そして代々彼らに仕える使用人たちがいました。
オリヴィエ様はとてもお忙しくて、いつも朝早くに出かけて夜遅くに帰られる日々を送っていたのです。
旦那様は…物心ついたばかりの私でも分かるほど、お酒に溺れていました。時折、オリヴィエ様やご子息に当たることもあったのです。

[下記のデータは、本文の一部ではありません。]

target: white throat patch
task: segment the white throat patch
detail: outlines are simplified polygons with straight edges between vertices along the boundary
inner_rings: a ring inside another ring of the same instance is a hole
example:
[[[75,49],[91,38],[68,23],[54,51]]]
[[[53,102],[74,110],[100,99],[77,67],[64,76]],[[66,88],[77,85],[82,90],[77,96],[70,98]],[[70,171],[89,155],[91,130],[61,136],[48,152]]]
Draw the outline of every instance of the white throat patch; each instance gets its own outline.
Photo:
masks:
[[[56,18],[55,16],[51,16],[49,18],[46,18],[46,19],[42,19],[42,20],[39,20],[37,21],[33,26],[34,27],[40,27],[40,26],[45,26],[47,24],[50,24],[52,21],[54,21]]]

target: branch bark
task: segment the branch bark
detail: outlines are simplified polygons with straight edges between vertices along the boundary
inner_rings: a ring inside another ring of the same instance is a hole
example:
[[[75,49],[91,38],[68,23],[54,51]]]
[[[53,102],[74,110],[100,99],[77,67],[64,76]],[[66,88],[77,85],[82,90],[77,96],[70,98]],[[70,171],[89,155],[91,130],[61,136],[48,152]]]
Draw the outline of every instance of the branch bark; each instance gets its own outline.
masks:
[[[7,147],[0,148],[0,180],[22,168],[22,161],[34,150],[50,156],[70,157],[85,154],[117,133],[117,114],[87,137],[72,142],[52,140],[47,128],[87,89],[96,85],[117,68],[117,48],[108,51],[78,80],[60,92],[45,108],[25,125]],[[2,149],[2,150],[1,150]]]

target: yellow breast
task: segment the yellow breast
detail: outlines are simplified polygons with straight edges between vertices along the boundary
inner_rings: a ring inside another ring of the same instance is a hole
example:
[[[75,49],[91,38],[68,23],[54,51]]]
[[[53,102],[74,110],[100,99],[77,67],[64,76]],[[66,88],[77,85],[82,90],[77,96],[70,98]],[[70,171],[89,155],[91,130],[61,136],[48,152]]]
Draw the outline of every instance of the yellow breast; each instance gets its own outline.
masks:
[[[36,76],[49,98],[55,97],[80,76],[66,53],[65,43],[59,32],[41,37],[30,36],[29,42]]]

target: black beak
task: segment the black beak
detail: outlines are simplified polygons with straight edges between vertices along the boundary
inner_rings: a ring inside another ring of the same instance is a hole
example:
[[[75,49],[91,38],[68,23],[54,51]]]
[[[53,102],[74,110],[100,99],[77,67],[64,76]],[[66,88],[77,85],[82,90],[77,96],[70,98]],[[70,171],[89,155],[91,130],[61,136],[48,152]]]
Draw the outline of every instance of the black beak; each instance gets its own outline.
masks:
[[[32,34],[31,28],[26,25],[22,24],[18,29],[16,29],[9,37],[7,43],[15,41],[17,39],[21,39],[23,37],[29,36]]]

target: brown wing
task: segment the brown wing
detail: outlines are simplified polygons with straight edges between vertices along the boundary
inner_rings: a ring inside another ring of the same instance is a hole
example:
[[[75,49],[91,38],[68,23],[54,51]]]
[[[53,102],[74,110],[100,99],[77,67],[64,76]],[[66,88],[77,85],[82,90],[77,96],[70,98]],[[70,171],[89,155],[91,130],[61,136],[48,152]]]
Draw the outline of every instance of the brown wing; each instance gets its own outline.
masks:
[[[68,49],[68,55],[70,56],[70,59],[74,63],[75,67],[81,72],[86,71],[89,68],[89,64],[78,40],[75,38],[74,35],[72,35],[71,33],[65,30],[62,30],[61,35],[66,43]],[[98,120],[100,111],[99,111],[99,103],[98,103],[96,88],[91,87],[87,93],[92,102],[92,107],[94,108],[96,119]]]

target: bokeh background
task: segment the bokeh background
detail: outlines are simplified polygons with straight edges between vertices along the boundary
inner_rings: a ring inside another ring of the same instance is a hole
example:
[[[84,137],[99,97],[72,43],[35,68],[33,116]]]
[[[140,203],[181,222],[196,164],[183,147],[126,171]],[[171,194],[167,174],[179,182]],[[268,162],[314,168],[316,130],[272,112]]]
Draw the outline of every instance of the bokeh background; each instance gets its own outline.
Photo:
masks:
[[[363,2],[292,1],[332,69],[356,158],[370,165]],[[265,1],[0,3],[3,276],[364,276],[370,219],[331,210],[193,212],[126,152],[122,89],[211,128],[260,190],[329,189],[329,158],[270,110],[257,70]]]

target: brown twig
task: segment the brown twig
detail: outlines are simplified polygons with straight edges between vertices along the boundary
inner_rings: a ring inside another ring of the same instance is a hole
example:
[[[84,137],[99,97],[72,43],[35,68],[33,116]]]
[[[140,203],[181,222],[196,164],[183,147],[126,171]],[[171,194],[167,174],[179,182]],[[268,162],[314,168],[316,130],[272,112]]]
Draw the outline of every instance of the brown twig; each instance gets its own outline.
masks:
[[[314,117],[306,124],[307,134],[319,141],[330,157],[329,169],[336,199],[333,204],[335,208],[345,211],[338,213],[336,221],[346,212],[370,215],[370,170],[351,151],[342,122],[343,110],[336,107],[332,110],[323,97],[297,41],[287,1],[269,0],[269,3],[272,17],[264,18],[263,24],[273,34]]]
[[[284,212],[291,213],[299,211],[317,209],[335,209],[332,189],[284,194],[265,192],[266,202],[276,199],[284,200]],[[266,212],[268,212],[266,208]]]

しかし、オリヴィエ様は決して怒ることもせず、旦那様を宥めていたものです。
そして息子さん。
彼はご両親よりも、定期的に訪れるハンク家の分家である親族と親しい様子でした。その方たちは口々に「あれが死ねば問題はない」とご子息に言っておりましたね。
この暴言はオリヴィエ様に向けられたものでした。
その度に私は耳を塞いで何も聞こえないふりをしたのです。
一度だけ感情のままに飛び出そうとしましたら、オリヴィエ様に止められたのです。
「分家とはいえ彼らも貴族。あなた達が追い出されたら困るの。どうか我慢してちょうだいね?」
その時のオリヴィエ様の顔を、私は忘れられません。
諦めたような顔で、笑っていたのですから。
ええ、私はオリヴィエ様が大好きでしたよ。
彼女のためなら何でもできると思っておりました。
オリヴィエ様のお陰で、私は文字を覚えられましたもの。
それを報告した時のあの方の笑顔は今も忘れられません。